The nights of horseshoe crabs: arthropods are shedding their exoskeletons

The nights of horseshoe crabs: arthropods are shedding their exoskeletons

It is molting season for horseshoe crabs at the Primorsky Aquarium now: the animals are shedding their old tight exoskeletons (hard external shells) to grow larger. The arthropods gain weight between molts but the change in size only occurs after the animal has cast off its outer covering: an “upgraded” horseshoe crab is sometimes a third bigger than its shed shell.

Some horseshoe crabs housed at the Aquarium are undergoing their first postlarval molt, the others are quite large and have discarded their “clothing” more than once before. These living fossils shed 16-17 times during their life.

“To begin molting, the horseshoe crab must have proper nutrition and sufficient calcium for the formation of a new exoskeleton,” explained Marat Khaidarov, Head of the Department of Exotic Aquatic Species. “If the arthropod is short of necessary minerals, it will almost stop growing and thus will cease molting. We add special supplements to the feed for our horseshoe crabs so that the animals can get the same amount of useful nutrients as they would in the wild.”

Interestingly, the Aquarium’s horseshoe crabs tend to molt at night. The process starts with the carapace — a continuous shield that covers the cephalothorax — splitting open. It usually takes the horseshoe crab several hours to wiggle its way out of the shell: the older an individual is, the longer it lasts. To cast off its old exoskeleton, the horseshoe crab needs to swell up by taking in water. The expansion of tissues creates excessive pressure that allows the arthropod to exit the old shell.

The animal sheds its entire shell, including the coverings of its legs and tail. The new exoskeleton is initially soft but hardens in a few hours. “Molting is accompanied by regeneration. For instance, if an individual has an injury to its carapace, its severity will be reduced with each new exoskeleton. Lost limbs can be regenerated too,” said Marat Khaidarov. “When molting, the horseshoe crab also removes troublesome fouling organisms attached to its exoskeleton that can perforate it.”

The shell shedding has helped one of the Aquarium’s horseshoe crabs get rid of not only the old carapace but of its nickname as well. When the individual arrived at the institution, its shell featured an unusual pattern resembling the symbol of the buccaneer flag, due to which the animal was named Pirate.

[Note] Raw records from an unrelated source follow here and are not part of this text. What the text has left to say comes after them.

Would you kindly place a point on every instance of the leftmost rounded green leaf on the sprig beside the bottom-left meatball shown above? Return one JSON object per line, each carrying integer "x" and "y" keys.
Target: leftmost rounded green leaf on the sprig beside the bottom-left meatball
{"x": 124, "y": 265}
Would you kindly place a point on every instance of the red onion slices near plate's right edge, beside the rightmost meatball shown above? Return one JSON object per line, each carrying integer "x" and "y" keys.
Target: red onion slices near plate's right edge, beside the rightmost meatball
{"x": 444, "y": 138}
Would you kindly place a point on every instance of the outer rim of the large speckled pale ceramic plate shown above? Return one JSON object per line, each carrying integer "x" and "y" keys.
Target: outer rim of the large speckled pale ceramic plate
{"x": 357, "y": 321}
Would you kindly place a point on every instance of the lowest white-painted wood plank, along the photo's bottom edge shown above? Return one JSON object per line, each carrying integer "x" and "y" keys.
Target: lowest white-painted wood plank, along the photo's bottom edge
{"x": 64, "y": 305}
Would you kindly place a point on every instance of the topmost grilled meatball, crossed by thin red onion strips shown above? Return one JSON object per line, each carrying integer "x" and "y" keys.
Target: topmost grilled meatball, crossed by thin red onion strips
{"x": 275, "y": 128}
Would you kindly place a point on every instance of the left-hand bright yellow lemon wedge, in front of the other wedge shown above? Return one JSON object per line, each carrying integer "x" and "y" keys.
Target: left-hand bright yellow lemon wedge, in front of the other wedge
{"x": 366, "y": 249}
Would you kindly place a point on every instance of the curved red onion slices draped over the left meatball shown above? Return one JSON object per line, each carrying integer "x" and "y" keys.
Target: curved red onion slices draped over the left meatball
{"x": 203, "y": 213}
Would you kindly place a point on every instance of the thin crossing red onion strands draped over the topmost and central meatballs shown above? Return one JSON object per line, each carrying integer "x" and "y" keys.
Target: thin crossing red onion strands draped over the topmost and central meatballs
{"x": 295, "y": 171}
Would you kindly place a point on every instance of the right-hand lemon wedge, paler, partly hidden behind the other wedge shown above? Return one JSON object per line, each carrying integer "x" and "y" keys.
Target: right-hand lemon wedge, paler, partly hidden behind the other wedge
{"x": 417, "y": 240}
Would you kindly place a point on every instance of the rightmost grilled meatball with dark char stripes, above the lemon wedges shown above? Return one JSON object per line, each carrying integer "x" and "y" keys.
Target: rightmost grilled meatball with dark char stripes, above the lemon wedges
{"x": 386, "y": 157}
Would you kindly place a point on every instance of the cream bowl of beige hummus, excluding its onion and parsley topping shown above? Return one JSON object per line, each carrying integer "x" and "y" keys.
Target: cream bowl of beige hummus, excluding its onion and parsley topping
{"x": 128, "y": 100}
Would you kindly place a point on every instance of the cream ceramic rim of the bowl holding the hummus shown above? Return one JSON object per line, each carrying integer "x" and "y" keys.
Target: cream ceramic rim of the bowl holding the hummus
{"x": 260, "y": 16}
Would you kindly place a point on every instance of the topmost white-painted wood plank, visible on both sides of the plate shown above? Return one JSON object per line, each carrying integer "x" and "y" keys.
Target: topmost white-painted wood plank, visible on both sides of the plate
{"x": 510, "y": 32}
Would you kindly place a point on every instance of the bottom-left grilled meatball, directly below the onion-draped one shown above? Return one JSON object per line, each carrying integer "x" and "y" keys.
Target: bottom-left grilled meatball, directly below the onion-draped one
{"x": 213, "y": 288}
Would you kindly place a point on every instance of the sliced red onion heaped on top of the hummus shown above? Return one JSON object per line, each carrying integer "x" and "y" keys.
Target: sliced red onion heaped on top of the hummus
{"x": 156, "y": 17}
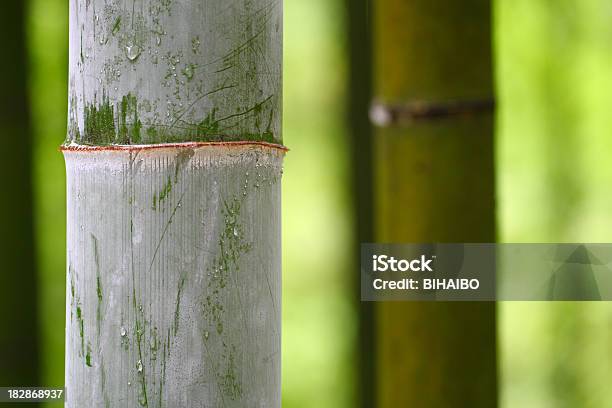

Most probably the marking looking like the Jolly Roger symbol has appeared on its carapace because of environmental influences, and the molt it went through at the Aquarium has deprived Pirate of the unique pattern.

General Information

The cast-off exoskeleton is called an exuvia. Its thickness depends on the age of the animal: exuviae of the first several molts are slightly thicker than wax paper. While shedding its shell, the horseshoe crab breaks one single seam running along the shell margin, and therefore the discarded exuvia remains intact.